The high household savings rate is closely related to the country's traditional culture, social structure and emphasis on family, Li Chao, spokesman of the central bank said in a statement.
"People make a large amount of precautionary savings for pensions and medical care, due to the incomplete social security system," he said.
The housing reform, which means people have to buy their own homes, and high education fees, have forced people to save.
With the aim of promoting pension system reform, the government has already exempted income tax, business tax and stamp duties relating to the social security fund, Li said.
From this year, the government will reduce the pension contributions by individuals to encourage more people to participate in the system, he said.
To further develop the system, the government will expand the pension coverage from the State-owned firms to the private and non-State companies.
Rural migrant workers are also expected to be included in the system soon, he said.
For medical care system reform, the government will expand the coverage of basic medical insurance to medium and small companies, as well as retirees and other types of employees, Li said.
"From this year, community health services in the urban areas will be vigorously developed, while in the countryside, constructions and planning of health projects will be forcefully promoted," he said.
According to Li, the government will beef up financial support for education by allocating more budgeted expenditures and encourage establishment of private schools and social contributions to education.
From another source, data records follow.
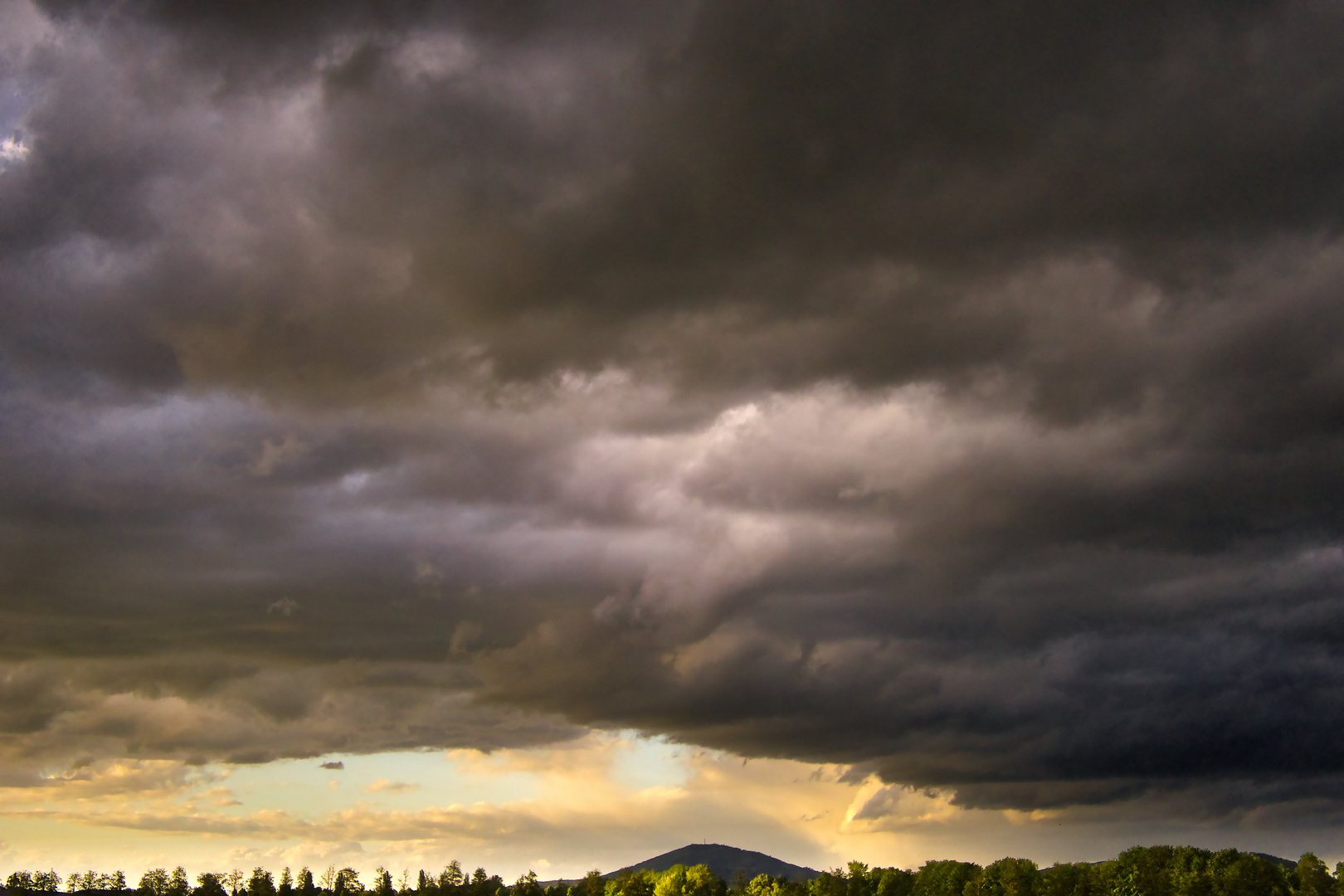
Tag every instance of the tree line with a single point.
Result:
(1142, 871)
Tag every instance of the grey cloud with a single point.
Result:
(957, 397)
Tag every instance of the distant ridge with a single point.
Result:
(1281, 863)
(724, 861)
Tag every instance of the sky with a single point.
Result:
(546, 434)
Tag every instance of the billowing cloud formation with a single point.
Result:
(955, 397)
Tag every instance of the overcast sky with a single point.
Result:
(941, 401)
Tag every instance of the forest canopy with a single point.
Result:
(1142, 871)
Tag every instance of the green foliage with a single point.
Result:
(155, 883)
(1313, 878)
(944, 879)
(629, 884)
(527, 885)
(261, 883)
(1142, 871)
(1007, 878)
(208, 884)
(680, 880)
(590, 885)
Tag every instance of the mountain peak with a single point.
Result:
(724, 861)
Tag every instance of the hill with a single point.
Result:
(723, 861)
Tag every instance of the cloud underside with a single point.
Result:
(958, 399)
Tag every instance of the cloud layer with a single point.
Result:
(953, 397)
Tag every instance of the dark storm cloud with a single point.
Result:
(951, 392)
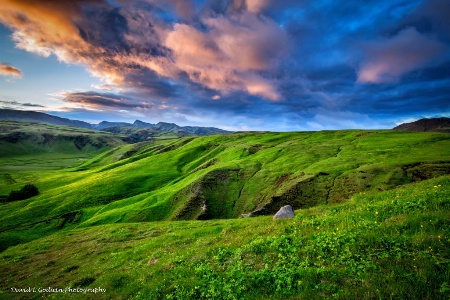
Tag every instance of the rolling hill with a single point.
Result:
(365, 199)
(161, 127)
(426, 125)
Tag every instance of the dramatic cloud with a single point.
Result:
(388, 59)
(116, 44)
(229, 55)
(8, 70)
(263, 64)
(15, 104)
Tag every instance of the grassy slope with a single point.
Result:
(378, 245)
(230, 175)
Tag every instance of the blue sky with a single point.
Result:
(234, 64)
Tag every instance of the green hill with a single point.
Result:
(99, 211)
(378, 245)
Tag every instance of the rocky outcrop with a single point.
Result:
(285, 212)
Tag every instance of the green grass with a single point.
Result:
(230, 175)
(378, 245)
(372, 215)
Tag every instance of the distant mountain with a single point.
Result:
(106, 124)
(435, 124)
(33, 116)
(141, 124)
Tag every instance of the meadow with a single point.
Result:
(190, 218)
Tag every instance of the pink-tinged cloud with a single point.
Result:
(8, 70)
(230, 54)
(386, 60)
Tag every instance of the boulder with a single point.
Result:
(284, 212)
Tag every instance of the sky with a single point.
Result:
(275, 65)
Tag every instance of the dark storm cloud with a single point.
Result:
(257, 59)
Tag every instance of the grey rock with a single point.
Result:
(284, 212)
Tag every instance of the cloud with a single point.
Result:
(246, 63)
(8, 70)
(230, 54)
(13, 103)
(386, 60)
(122, 43)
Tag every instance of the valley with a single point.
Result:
(190, 217)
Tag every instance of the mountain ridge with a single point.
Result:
(34, 116)
(427, 125)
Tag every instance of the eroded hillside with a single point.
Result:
(223, 176)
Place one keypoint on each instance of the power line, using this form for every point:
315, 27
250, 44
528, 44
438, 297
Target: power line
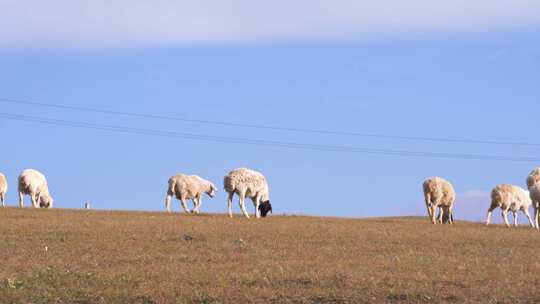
268, 127
259, 142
Student loans will also be further developed.
The measures to reduce the savings rate will help increase domestic consumption, which the government expects to drive its future economic growth, he said.
The government has already taken measures such as tax cuts, increasing salaries and increasing infrastructure construction in rural areas to stimulate domestic consumption.
From this year, the personal income tax threshold is raised from 800 yuan (US$98.8) to 1,600 yuan (US$197.5), meaning people will have more money in their pockets to spend on consumption.
The Ministry of Finance estimates that about 30 billion yuan (US$3.7 billion) will be released after this policy adjustment.
"If the money was used for consumer expenditure, annual household consumption would grow by 0.4 percent annually," Li said.
Related government departments have also come up with ideas on establishing a minimum wage system to increase the income of medium- and low-income households in urban areas, he said.